To address the issue of independent estimation one can use 3D stereo camera configurations. In this configuration, the system’s processing is usually done in one dedicated camera node. Park et al. [40] propose a system which uses a look-up table to rank the cameras according to which camera can view the desired location. Their approach involves locating the two closest cameras first. Next, it implements differencing techniques and transformations to track the object. Lowe’s [41] SIFT features or Meltzer and Soatto’s [42] edge descriptors can then be used on the points obtained from the camera in the look-up table to solve for the matching points.

Another solution to independent depth estimation is through calibrated camera methods. Wan and Zhou’s [43] method allows for solving the depth estimation issue analytically to determine the calibration matrices using a spherical rectification technique. Hart et al. [44]’s method uses epipolar geometry to control two humanoid robotic heads. This method captures the projective relationship between the cameras in a stereo vision system, assisting in the reconstruction of 3D information. Their approach uses an epipolar kinematic model that is based on optical properties of a stereo vision system. Uncalibrated methods also exist such as Kumar et al. [45], which employs SIFT

(21)

matching. Their method requires more offline initialization then calibrated camera do, and their system is more sensitive to sensors with different resolutions.

The servoing methods above give a good framework for building a PTZ method that can track an object throughout the camera’s range. The methods however mention offline initialization which is not a viable option in a dynamic surveillance system as stationary objects such as parked vehicles can be removed or added to the scene during runtime which would produce false positives.

2.5. Open Questions

There has been a lot of work done in background subtraction and motion detection however not much has been related to PTZ surveillance. The majority of the work in the field of video tracking has been done using raw video. Uncompressed video is an unrealistic expectation when it comes to larger distributed PTZ surveillance systems as system bandwidth is limited to the network architecture. Therefore, issues have to be addressed before developing a system that uses these methods in a compressed PTZ surveillance system that is dynamic and does not need offline initialization or learning phases. Video compression leaves the original video with many compression artifacts that would cause false positives with algorithms designed around raw video. And of course, the higher the compression ratio, the more artifacts are present.
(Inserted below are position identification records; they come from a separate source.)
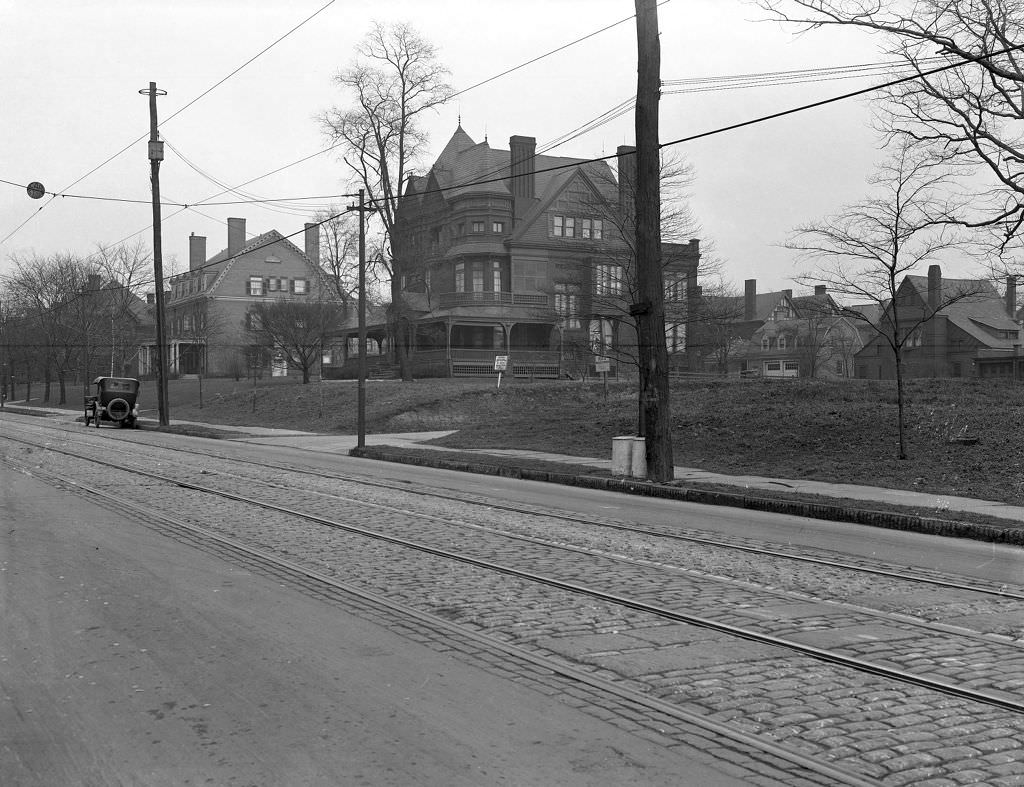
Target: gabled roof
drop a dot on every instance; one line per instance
(468, 167)
(216, 263)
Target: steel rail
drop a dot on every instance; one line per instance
(888, 573)
(819, 654)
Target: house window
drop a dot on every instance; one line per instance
(675, 288)
(675, 337)
(567, 304)
(608, 279)
(563, 226)
(601, 336)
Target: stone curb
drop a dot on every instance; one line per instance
(890, 520)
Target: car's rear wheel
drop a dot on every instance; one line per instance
(118, 409)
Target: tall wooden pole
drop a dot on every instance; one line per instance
(654, 407)
(361, 393)
(157, 156)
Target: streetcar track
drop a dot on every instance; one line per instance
(302, 575)
(693, 685)
(1000, 591)
(820, 654)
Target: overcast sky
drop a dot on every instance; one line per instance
(72, 72)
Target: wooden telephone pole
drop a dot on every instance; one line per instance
(156, 157)
(649, 311)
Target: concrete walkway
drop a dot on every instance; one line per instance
(929, 503)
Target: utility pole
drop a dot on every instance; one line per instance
(156, 157)
(649, 311)
(361, 390)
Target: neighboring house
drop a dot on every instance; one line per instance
(973, 336)
(777, 335)
(122, 331)
(510, 253)
(209, 309)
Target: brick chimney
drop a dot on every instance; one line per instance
(627, 163)
(236, 235)
(750, 299)
(934, 288)
(197, 252)
(522, 163)
(312, 242)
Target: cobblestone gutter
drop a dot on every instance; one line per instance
(838, 513)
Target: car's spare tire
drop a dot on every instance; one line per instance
(118, 409)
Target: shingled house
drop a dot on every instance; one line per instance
(518, 254)
(974, 331)
(210, 326)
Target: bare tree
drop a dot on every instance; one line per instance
(394, 80)
(127, 272)
(717, 324)
(298, 330)
(866, 249)
(340, 250)
(967, 117)
(59, 293)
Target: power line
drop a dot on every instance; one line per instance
(174, 115)
(720, 130)
(547, 54)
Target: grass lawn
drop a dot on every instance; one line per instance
(801, 429)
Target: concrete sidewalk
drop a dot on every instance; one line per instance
(936, 505)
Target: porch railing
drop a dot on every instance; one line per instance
(449, 300)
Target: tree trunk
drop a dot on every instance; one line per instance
(899, 404)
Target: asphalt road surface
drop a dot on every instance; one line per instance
(127, 658)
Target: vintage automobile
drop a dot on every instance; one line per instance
(116, 401)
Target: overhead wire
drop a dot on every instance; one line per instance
(579, 163)
(169, 118)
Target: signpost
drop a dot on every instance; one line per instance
(501, 364)
(603, 365)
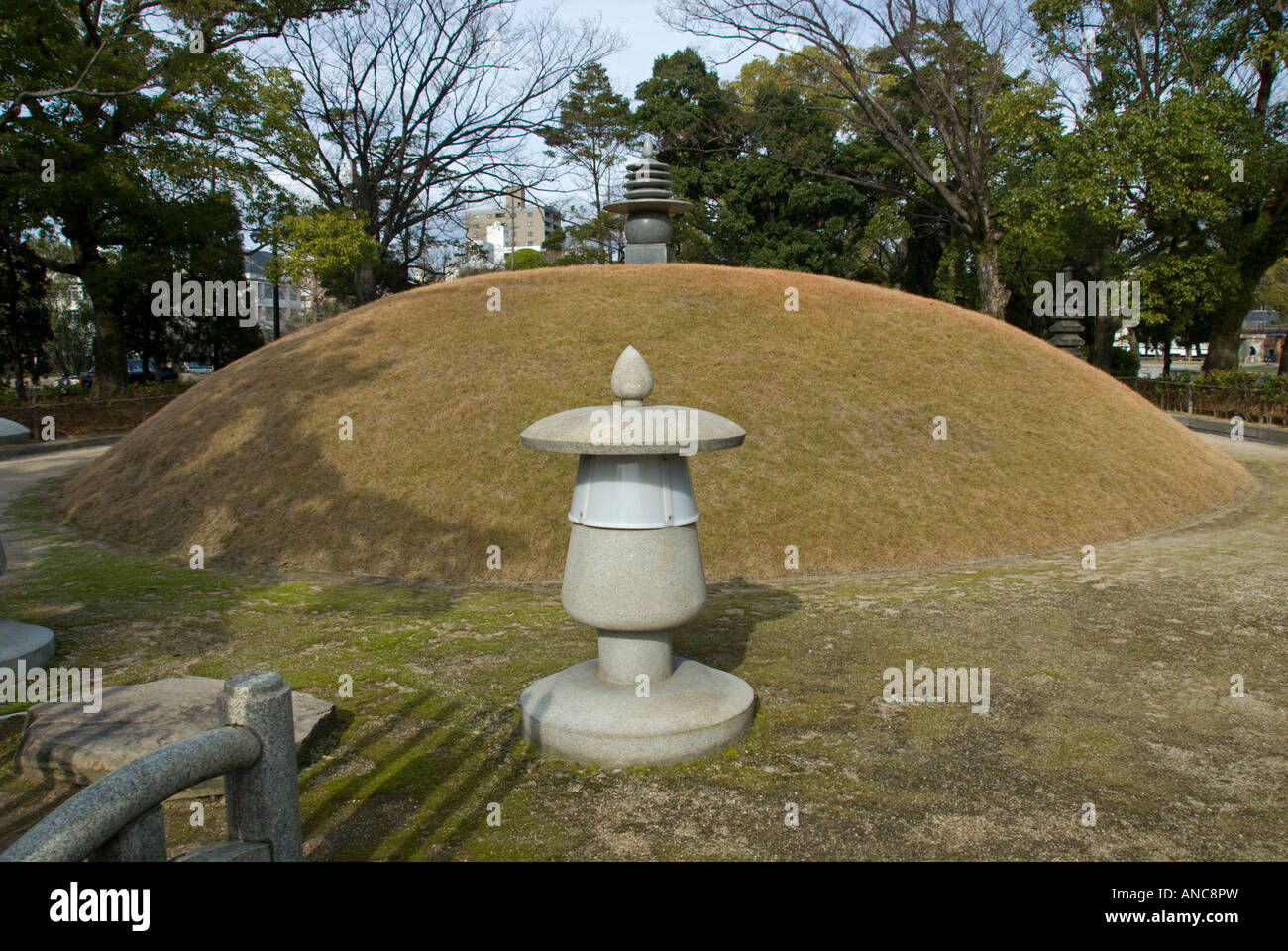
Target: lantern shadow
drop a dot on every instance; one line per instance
(721, 634)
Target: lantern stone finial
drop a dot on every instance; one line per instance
(631, 377)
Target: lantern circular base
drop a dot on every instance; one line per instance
(583, 718)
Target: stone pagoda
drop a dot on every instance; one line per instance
(648, 208)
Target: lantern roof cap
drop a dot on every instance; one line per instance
(629, 427)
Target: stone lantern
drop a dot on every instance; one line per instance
(648, 208)
(634, 573)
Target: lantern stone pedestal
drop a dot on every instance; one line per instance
(634, 573)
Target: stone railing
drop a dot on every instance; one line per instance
(119, 817)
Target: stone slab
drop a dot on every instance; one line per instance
(13, 432)
(580, 716)
(25, 642)
(63, 741)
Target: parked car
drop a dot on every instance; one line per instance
(134, 372)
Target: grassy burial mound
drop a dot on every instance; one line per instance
(838, 399)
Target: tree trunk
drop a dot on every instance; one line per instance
(365, 283)
(108, 350)
(1103, 342)
(993, 294)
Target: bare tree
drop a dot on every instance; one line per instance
(107, 27)
(415, 108)
(941, 62)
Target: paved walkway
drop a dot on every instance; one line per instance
(21, 474)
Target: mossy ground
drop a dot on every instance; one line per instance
(1108, 687)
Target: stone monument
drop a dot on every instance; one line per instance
(648, 208)
(29, 643)
(634, 573)
(1065, 333)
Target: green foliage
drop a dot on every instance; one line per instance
(333, 244)
(595, 125)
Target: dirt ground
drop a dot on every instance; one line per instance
(1111, 694)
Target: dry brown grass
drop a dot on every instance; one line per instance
(837, 401)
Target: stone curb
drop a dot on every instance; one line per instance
(1220, 427)
(29, 449)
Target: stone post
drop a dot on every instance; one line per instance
(263, 801)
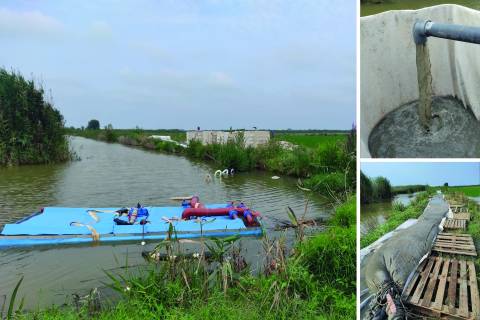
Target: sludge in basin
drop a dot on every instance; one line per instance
(454, 132)
(420, 98)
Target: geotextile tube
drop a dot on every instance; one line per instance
(389, 79)
(391, 265)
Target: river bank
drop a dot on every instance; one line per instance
(377, 213)
(377, 6)
(303, 285)
(396, 217)
(113, 174)
(328, 168)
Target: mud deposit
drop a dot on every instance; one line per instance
(454, 132)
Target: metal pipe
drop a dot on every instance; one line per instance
(424, 29)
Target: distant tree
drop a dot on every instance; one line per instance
(31, 129)
(109, 133)
(366, 189)
(93, 124)
(383, 188)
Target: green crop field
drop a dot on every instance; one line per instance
(471, 191)
(310, 140)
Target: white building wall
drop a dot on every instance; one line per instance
(252, 138)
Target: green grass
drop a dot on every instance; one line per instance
(310, 140)
(31, 129)
(397, 216)
(470, 191)
(369, 7)
(325, 162)
(316, 282)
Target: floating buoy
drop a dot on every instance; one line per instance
(208, 178)
(225, 172)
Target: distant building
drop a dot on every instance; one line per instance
(251, 137)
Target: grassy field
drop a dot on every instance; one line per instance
(470, 191)
(374, 7)
(310, 140)
(399, 215)
(317, 281)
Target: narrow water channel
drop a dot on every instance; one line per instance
(374, 7)
(114, 175)
(375, 214)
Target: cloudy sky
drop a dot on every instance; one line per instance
(181, 64)
(432, 173)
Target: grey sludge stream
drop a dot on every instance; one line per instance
(454, 132)
(115, 175)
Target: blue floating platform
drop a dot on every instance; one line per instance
(52, 226)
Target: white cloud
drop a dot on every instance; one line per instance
(221, 79)
(100, 30)
(27, 23)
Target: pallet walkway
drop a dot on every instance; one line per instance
(453, 243)
(452, 224)
(462, 216)
(444, 288)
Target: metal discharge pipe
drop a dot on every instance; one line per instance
(424, 29)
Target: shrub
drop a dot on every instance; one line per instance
(31, 129)
(346, 214)
(331, 257)
(328, 183)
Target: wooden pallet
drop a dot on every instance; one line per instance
(444, 288)
(456, 204)
(455, 224)
(462, 216)
(455, 244)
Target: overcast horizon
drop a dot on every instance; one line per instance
(431, 173)
(183, 64)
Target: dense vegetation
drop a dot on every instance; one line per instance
(471, 191)
(311, 140)
(316, 282)
(93, 125)
(380, 189)
(374, 190)
(396, 217)
(409, 189)
(31, 129)
(327, 167)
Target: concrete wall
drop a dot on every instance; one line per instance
(252, 138)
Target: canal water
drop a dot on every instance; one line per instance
(370, 8)
(375, 214)
(110, 175)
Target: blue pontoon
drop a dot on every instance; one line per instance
(54, 225)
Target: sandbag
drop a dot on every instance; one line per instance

Current algorithms are limited to theoretical systems that operate on raw video in ideal network conditions. These algorithms fail to address the issues that arise in real time commercial systems. Commercial systems are often distributed and operate over less than ideal network conditions. For example, the San Franscisco Bay area video surveillance system that monitors traffic and roads (CALTRANS) still use aged ISDN technology [65]. A proposed solution to use an ideal situation algorithm would fail unless a complete system upgrade to a newer networking technology is implemented, as video compression ratio needs to be significantly increased to not exceed bandwidth limitations. This is an issue for many existing systems that currently have dated architectures in place. The cost of a complete system upgrade would far outweigh the

(22)

benefit of an autonomous tracking system. This thesis aims to find a solution for a robust real-time algorithm that can be deployed on existing large scale system architecture and provide benefit through reliable object detection and PTZ surveillance.

(23)

3. Proposed Algorithm

The goal of this research is to develop a suitable algorithm to track a target with a pan-tilt-zoom camera without user intervention. The input of the algorithm is compressed surveillance video. Compression is performed using either MPEG or MPEG4 standards (See Appendix A). The output of the algorithm is a rendered video with the tracking information overlaid to display the scene activity. The main assumptions are as follows:

1) The background is static.

2) One single target is present in the field of view.

These assumptions present well constrained problem for autonomous PTZ tracking. If multiple targets are in the field of view, then individual targets cannot be tracked by one PTZ camera unless they are moving consistently in the same direction.. In such a case, the PTZ camera can either track the first target detected, or allow an operator to input which target to track depending on configuration. The system diagram presented in Figure 3.1 shows how each module interacts with the others in order to achieve the tracking objective.

The diagram below describes the proposed approach. The process begins with the acquisition of a new frame, which is first decompressed. If the algorithm is currently not tracking an object, it performs the background subtraction and morphological cleaning in order to being the search for a moving object. On a clean difference frame it searches for a contour that could potentially represent the object of interest in the scene. If such a contour is detected, the proposed approach finds features on the contour that are robust to track. If no object contours are found, tracking is disabled and renders the original input frame.

If the algorithm is currently tracking an object, it inspects the scene window and searches for the features that were detected in the previous frame. If these features are found, the object’s absolute position is computed and a command is sent to the PTZ camera to center the object. The algorithm then saves the window and features for the

(24)

next frame and overlays the object’s information on the frame in order to send it to the renderer. If no features are found, it disables tracking and renders the incoming frame.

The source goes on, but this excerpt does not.